Eau de Amine

One of the first questions I’m asked is, “Where do you get your air when you’re underwater?” Quite simply, we make it. In order to survive, you need to breathe in oxygen and exhale carbon dioxide. The same principle is true for the submarine.

First let’s look at oxygen. We get oxygen from a process called electrolysis. We take pure water and run an electric current through it. The water splits into hydrogen and oxygen. The hydrogen is vented overboard. The oxygen is either sent to the submarine or to storage tanks.

Getting rid of the carbon dioxide is accomplished with a chemical we call amine. When amine is cool, it absorbs carbon dioxide. When it is heated, it releases the carbon dioxide. We have a machine that has two chambers. In the first, the amine is cooled. It gets pumped through a nozzle that looks like a shower head at the top of the chamber. The cooled amine rains down as little droplets inside the chamber. Air form the submarine gets blown through the amine stream and carbon dioxide is absorbed. When the amine reaches the bottom, it is collected and pumped into the second chamber. In the second changer, the amine is heated, and releases the carbon dioxide. The carbon dioxide is compressed and vented overboard.

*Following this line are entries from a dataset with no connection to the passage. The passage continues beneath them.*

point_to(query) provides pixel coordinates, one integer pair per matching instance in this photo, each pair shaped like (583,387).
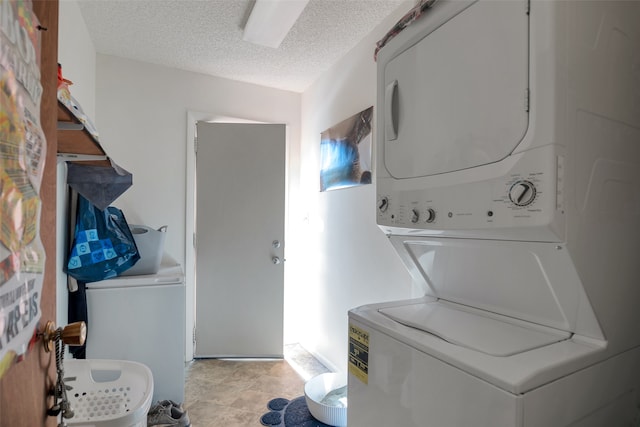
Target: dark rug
(289,413)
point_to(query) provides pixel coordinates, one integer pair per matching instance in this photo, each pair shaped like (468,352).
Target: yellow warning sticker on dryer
(359,353)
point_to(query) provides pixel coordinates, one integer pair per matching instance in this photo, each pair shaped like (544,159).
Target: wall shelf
(75,143)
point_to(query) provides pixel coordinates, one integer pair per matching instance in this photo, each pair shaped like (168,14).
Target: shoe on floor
(167,416)
(167,404)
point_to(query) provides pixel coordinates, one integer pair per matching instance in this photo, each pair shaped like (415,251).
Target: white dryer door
(458,98)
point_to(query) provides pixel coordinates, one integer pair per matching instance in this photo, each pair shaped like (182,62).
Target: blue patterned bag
(103,246)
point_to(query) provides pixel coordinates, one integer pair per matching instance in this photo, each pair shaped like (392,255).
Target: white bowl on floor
(315,391)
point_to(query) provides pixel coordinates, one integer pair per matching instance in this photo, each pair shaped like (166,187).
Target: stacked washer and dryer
(508,181)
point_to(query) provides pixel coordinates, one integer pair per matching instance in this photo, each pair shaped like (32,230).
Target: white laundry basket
(108,393)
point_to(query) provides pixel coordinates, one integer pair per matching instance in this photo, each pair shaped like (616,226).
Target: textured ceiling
(206,36)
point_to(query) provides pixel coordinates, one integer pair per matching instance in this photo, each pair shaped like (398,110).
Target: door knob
(74,334)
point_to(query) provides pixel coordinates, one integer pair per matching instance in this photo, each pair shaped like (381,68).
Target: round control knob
(415,215)
(522,193)
(431,215)
(383,204)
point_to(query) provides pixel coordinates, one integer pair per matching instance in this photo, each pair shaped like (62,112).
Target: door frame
(193,117)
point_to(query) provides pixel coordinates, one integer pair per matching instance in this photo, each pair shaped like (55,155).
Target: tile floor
(235,393)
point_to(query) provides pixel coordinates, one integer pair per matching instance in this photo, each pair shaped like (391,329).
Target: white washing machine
(508,168)
(142,318)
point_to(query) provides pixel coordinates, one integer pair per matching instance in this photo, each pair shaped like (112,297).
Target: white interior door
(240,202)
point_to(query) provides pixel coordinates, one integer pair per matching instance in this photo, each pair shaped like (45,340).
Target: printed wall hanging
(22,156)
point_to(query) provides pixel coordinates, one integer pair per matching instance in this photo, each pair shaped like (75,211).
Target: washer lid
(484,332)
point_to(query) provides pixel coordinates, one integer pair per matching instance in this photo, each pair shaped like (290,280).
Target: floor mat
(289,413)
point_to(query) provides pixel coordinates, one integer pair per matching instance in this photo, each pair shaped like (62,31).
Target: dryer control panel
(522,203)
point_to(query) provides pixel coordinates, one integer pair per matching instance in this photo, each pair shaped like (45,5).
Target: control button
(383,204)
(431,215)
(522,193)
(415,215)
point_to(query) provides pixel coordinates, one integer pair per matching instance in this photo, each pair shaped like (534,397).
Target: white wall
(346,261)
(77,56)
(142,114)
(337,258)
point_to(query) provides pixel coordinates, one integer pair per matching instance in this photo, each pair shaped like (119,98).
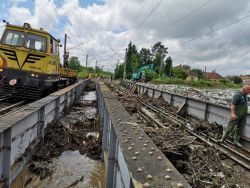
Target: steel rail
(3,110)
(234,155)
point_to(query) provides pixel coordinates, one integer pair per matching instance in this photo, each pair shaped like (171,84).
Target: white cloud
(110,25)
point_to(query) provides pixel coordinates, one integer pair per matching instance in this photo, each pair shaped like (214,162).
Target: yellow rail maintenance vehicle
(30,63)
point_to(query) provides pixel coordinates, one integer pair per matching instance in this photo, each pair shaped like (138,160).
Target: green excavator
(144,74)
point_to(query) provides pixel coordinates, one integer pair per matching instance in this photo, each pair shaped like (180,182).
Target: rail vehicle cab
(29,61)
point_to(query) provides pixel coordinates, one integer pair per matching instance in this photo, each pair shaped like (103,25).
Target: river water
(70,169)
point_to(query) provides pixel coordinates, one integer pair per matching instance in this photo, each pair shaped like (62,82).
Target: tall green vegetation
(138,58)
(82,72)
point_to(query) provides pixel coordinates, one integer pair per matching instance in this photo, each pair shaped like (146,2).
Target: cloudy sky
(199,33)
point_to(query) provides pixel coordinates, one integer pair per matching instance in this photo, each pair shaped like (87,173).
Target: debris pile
(199,163)
(78,129)
(216,96)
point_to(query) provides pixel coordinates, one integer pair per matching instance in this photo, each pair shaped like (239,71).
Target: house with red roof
(212,76)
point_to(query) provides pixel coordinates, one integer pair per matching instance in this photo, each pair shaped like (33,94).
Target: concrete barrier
(131,158)
(21,131)
(202,110)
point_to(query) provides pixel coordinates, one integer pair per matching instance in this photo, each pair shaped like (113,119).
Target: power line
(140,11)
(146,18)
(76,46)
(53,6)
(187,15)
(219,28)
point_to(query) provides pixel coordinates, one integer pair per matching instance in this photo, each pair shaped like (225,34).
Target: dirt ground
(201,164)
(74,131)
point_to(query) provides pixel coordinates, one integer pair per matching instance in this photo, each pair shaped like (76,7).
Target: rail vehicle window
(53,47)
(14,38)
(35,42)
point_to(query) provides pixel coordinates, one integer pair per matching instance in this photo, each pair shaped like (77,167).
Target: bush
(199,84)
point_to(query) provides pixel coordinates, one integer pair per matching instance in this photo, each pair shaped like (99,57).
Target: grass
(83,73)
(198,84)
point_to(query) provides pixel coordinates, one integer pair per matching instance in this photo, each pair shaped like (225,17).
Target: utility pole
(161,66)
(95,68)
(66,54)
(87,60)
(125,65)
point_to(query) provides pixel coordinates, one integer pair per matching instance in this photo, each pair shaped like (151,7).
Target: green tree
(145,57)
(179,72)
(119,71)
(132,60)
(159,53)
(74,63)
(168,66)
(237,80)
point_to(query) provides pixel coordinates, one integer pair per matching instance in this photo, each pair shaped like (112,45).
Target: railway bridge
(148,137)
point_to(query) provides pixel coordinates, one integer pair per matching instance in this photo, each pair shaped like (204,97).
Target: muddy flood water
(70,154)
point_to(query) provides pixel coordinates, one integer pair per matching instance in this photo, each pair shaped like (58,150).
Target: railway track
(9,105)
(239,155)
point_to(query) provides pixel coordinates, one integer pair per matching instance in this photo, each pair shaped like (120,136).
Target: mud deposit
(70,153)
(202,165)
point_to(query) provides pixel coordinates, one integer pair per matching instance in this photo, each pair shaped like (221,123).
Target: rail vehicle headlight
(2,62)
(26,26)
(13,82)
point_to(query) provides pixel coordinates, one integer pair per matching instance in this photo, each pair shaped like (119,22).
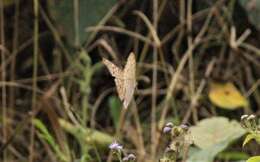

There’s one problem with amine, it smells. The best description I have for the smell is rotten fish that have been soaking in lubricating oil. Since the small droplets of amine are blowing through the air, the smell gets into everything. You get used to the smell pretty quickly, but other people notice it. I always told the newcomers to wrap their civilian clothes inside two garbage bags. Before sealing the garbage bags, drop two bars of soap inside. Your clothes will smell like soap when you pull into port.
Not everyone takes this advice. We’ll pull into a port, and the sailors get ready for a night out on the town. They just never can figure out why women are backing away from them all the time.

Submariners have a very distinctive smell. The amine not only gets into your clothing, but also your hair and the pores of you skin. It takes several scrubbings in the shower before a woman will even think of hugging you. Most wives leave a bathrobe for their husbands in the garage. When he gets home, he leaves his clothes there and heads straight for the shower. His wife finally greets him after he’s clean.

People’s reactions when we first pulled into port always made me wonder. The technological miracles the machinery performed allowed us to survive underwater, but people acted as if we smelled like corpses. Did we really survive our voyage?